In Holiday Season, Some Papers Show Contempt For Readers
Leafing through the season's (slightly) thicker newspapers sends a clear message to readers: You don't matter enough to get "premium positions."
Sadly the newspaper genre seems to be in terminal decline, even sadder so is news delivery. The much heralded citizen journalism is not a bad thing, as part of a proper mix. The problem is that is could become, by default, the new media. It is cheap, enthusiastic, but lacks the industry training and discipline, particularly in style, objectivity and dare I say ethics.
Computers and the internet have the capacity to make everyone designers and writers, as a consequence we are simply seeing more bad design and writing than ever before. Having the capacity does not guarantee ability, as the barely surviving print media are already showing.
2 comments:
This is excellent. The news media is truly undergoing change at such a phenomenal rate, who knows in what form it will survive? I just hope it can survive without all the ads. I can skip through them on TV or online.

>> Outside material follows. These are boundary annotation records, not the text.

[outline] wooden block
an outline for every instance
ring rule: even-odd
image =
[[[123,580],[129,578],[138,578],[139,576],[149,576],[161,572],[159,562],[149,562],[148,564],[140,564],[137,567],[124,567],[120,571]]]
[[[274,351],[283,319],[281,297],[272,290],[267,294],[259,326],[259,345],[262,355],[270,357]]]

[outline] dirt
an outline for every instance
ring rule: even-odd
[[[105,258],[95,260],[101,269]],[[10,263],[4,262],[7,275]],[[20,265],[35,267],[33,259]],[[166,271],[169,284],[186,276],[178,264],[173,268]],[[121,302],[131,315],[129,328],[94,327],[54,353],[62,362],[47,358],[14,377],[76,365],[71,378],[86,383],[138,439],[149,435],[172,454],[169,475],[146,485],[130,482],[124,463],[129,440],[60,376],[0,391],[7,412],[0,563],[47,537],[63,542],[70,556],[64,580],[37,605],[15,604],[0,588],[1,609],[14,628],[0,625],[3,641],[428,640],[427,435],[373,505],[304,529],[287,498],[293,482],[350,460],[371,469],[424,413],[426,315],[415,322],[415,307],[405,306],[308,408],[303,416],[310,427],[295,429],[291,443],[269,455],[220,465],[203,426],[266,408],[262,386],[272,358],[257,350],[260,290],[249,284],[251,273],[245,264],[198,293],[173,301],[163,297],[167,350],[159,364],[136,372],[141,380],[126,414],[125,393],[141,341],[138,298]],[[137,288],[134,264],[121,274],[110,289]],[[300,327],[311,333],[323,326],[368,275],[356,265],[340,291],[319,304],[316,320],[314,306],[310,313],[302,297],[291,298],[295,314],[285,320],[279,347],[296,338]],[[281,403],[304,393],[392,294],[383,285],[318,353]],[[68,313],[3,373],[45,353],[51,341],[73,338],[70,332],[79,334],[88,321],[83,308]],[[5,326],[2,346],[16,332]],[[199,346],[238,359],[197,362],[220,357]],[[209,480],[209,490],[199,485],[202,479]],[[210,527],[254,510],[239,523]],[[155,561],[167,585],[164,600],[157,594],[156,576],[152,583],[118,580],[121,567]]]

I enjoyed your description of sneaking floppies into your paper at night. Your editor must've been Ted Stevens (he of the "internet tubes")!
And forget "bauds", I remember thinking the TELEX was magic! I especially liked the sound it made ticking away at the speed of, what, turtles skipping?
Bit slow here DK, sorry...
I do recall those telex machines. The best part was the ease of creating passable mock ups to get at colleagues. Worked better with radio news where the reader didn't have much time to verify a fake story.